Гавриш поглядел на Калибишку. У того высоко подпрыгнул чуб (упомянутый уже) на ветру и постоял флагштоком, а как остановился, так и дальше продолжил торчать. Детские глаза Калабишки пытались вместить в себя всего писателя, и большой рот его кривлялся в улыбке.

«Вот откуда берутся такие чудаки? Никому не известно».

- Писатель – это рыцарь без доспехов. В трусах, с огромным обоюдоострым мечом, насколько позволяет ему его же амбициозность. И этот ненормальный агрессивно-смешной тип, готов к бою. Что вы знаете о нем, и что вы от него хотите?

Если книга не пойдет в печать – она никому не надо. Ни мне, ни вам, никому. Это так…

Опубликовать свою книгу, как говорила Эдна Милли, - значит, выйти на публику без штанов. Так что… Но не без трусов, понимаете. А там ваша, так называемая правда. А правда-то пошла. Вот все.

Бомж молчал. Ботинок его ерзал по мерзлому песку. Руки он заложил за спину. Взгляд нырнул вниз.

Гавриш наблюдал.

«И все же жаль человечешко истерзанного годами муками мыслей, грязью, вшами, сбивчивыми ночами, негодной едой. Как много он, наверное, хотел поместить в эту свою большую голову, сопротивляющуюся посторонним объяснениям. Упрямый. Он не раз, наверное проклинал весь этот мир скопом, а потом рыдал, каясь.

Этот человек давно уже не вписывается своим полу существованием в реальный мир. И мир высмеивается каждый раз донельзя с него, отставляя глупца наедине со своими бесплодными идеями. И он теперь пытает меня!»

- Так как? – Послышалось от выпрямившегося Калабишки.

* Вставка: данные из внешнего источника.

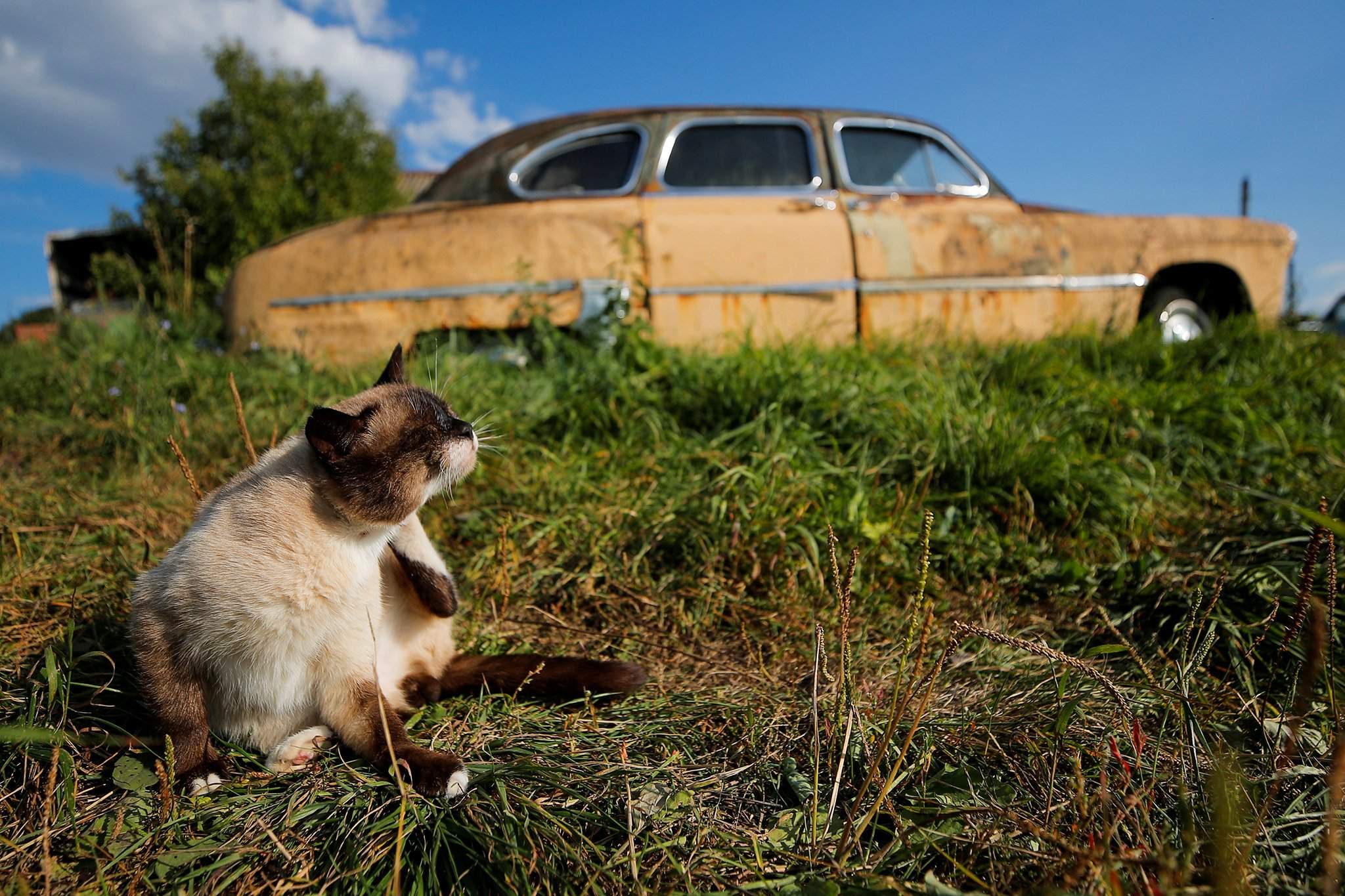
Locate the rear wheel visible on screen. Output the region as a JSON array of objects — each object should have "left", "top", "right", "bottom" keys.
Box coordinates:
[{"left": 1153, "top": 286, "right": 1214, "bottom": 345}]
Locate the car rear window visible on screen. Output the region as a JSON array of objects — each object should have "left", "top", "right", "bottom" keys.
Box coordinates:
[
  {"left": 510, "top": 127, "right": 644, "bottom": 195},
  {"left": 663, "top": 121, "right": 819, "bottom": 190},
  {"left": 841, "top": 125, "right": 981, "bottom": 194}
]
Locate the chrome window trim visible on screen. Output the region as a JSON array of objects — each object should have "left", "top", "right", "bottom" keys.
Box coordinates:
[
  {"left": 506, "top": 121, "right": 650, "bottom": 199},
  {"left": 831, "top": 117, "right": 990, "bottom": 199},
  {"left": 653, "top": 116, "right": 822, "bottom": 196}
]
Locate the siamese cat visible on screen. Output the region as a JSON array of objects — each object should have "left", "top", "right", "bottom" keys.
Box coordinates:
[{"left": 129, "top": 345, "right": 646, "bottom": 797}]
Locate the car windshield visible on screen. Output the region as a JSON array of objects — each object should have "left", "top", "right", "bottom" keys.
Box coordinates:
[
  {"left": 841, "top": 125, "right": 981, "bottom": 192},
  {"left": 515, "top": 129, "right": 643, "bottom": 195},
  {"left": 663, "top": 122, "right": 818, "bottom": 190}
]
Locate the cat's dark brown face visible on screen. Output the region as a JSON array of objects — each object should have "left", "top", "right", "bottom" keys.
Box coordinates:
[{"left": 304, "top": 345, "right": 477, "bottom": 524}]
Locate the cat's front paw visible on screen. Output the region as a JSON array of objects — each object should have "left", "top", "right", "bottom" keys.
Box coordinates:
[
  {"left": 267, "top": 725, "right": 336, "bottom": 774},
  {"left": 402, "top": 748, "right": 468, "bottom": 800},
  {"left": 402, "top": 674, "right": 443, "bottom": 710}
]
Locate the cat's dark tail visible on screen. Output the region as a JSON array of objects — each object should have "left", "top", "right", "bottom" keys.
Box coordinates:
[{"left": 440, "top": 653, "right": 648, "bottom": 700}]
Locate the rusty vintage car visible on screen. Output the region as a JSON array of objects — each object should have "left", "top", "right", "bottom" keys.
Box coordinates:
[{"left": 225, "top": 108, "right": 1294, "bottom": 360}]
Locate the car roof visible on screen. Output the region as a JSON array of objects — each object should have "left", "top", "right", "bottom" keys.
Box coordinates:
[
  {"left": 444, "top": 105, "right": 947, "bottom": 175},
  {"left": 420, "top": 105, "right": 1009, "bottom": 202}
]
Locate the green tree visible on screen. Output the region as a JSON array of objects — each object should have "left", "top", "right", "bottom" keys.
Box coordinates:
[{"left": 113, "top": 43, "right": 403, "bottom": 310}]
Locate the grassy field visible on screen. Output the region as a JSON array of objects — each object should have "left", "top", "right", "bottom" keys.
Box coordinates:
[{"left": 0, "top": 314, "right": 1345, "bottom": 893}]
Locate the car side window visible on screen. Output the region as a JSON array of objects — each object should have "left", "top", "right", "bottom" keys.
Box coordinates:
[
  {"left": 510, "top": 127, "right": 644, "bottom": 196},
  {"left": 662, "top": 121, "right": 820, "bottom": 190},
  {"left": 925, "top": 140, "right": 981, "bottom": 188},
  {"left": 841, "top": 125, "right": 981, "bottom": 194},
  {"left": 841, "top": 127, "right": 933, "bottom": 192}
]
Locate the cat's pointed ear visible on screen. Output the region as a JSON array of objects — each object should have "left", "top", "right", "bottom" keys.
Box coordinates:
[
  {"left": 304, "top": 407, "right": 374, "bottom": 462},
  {"left": 374, "top": 343, "right": 406, "bottom": 385}
]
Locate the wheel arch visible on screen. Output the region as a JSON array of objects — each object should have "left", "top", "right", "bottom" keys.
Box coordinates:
[{"left": 1139, "top": 262, "right": 1252, "bottom": 321}]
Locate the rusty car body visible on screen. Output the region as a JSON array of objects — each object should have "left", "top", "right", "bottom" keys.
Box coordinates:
[{"left": 225, "top": 108, "right": 1294, "bottom": 360}]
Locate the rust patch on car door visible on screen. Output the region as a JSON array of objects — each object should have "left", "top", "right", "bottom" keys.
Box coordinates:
[{"left": 640, "top": 194, "right": 857, "bottom": 349}]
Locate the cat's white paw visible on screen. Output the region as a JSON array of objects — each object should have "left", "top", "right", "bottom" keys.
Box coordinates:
[
  {"left": 187, "top": 771, "right": 223, "bottom": 797},
  {"left": 267, "top": 725, "right": 336, "bottom": 774},
  {"left": 444, "top": 769, "right": 468, "bottom": 800}
]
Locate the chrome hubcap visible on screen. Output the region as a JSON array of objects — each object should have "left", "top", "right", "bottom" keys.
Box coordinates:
[{"left": 1158, "top": 308, "right": 1205, "bottom": 339}]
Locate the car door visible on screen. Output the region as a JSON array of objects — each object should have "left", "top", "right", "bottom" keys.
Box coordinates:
[
  {"left": 640, "top": 113, "right": 857, "bottom": 348},
  {"left": 830, "top": 117, "right": 1134, "bottom": 340}
]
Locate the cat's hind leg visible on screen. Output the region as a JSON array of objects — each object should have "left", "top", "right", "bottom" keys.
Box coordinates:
[
  {"left": 131, "top": 612, "right": 223, "bottom": 797},
  {"left": 267, "top": 725, "right": 336, "bottom": 774}
]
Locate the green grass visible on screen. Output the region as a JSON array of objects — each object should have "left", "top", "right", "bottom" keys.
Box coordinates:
[{"left": 0, "top": 318, "right": 1345, "bottom": 893}]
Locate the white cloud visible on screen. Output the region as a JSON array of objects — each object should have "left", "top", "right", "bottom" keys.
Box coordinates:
[
  {"left": 402, "top": 87, "right": 514, "bottom": 168},
  {"left": 298, "top": 0, "right": 403, "bottom": 37},
  {"left": 421, "top": 50, "right": 476, "bottom": 85},
  {"left": 0, "top": 0, "right": 418, "bottom": 179}
]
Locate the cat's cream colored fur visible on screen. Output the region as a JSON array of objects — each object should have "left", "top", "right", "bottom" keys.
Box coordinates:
[{"left": 129, "top": 347, "right": 644, "bottom": 796}]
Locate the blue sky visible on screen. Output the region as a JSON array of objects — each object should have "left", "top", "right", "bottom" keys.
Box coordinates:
[{"left": 0, "top": 0, "right": 1345, "bottom": 320}]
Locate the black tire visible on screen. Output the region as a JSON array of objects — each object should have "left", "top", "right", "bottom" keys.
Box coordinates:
[{"left": 1149, "top": 286, "right": 1214, "bottom": 345}]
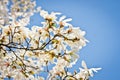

Он желал слышать от продаваемого писателя единственный вариант «завершения» истории трех лиц: его, девушки и коровы, которую, впрочем, оставили где-то в лесу. И как тут завершить?

Гавриш взялся пальцами за края закрытых глаз у переносицы, почти до боли свел ее. Пытался подумать о чем-то постороннем.

Ветер бил в лицо хлопками разного качества: то холодом, то, шлепая теплом и почти жаром, отлетая и вновь возвращаясь.

«Я клянусь, - стал говорить внутрь себе Гавриш - этого Калибишку я возьму в город, с собой. Накормлю, дам приют на пару дней и помогу устроиться на работу. Только сейчас бы он отстал».

Он открыл глаза и был поражен. Калибишки не было.

Писатель оглянулся по кругу и был еще более поражен - бомж значительно отошел от него. Самым быстрым шагом не проделать этакое. Что за фокус?

Ветер рванул по затылку Гавриша.

Гавриш пошел догонять бомжа.

Калабишка по берегу держал путь назад, в сторону автодома.

Когда Гавриш вступил с ним в одну ногу, он спросил тут же:

- Как это? – С одышкой.

- Что?

- Как быстро ты переместился?

- А спать на ходу не надо. Думаете и спите. Вот так же вы и пишете - во сне. А женщины сидят за вашей спиной и тешатся.

Я видал счастливейших мужчин, и они полностью ослеплены, вы думаете что? И их голова снята и поставлена на трельяжную полочку, а там сих голов еще… Ого!

- Как же так? – Беззвучно твердил писатель, не понимая странного стремительного последнего передвижения бомжа.

‍​‌‌​​‌‌‌​​‌​‌‌​‌​​​‌​‌‌‌​‌‌​​​‌‌​​‌‌​‌​‌​​​‌​‌‌‍

Тот повернулся к нему и спросил:

- Ну, так что выдумали исход моей истории?

- Из трех лиц?

- Из трех, из трех лиц.

Гавриш иронично приподнял и бросил плечи.

- Можно придумать, что угодно. Любовь, чувства…

- Вот-вот. На уме только любовь. Это и есть порок женского в ваших романцах. Но не стану утомлять. Кратко, без психического…

Мы за руку с той девкой тащились, наверное полтора километра. Путь - в поселок.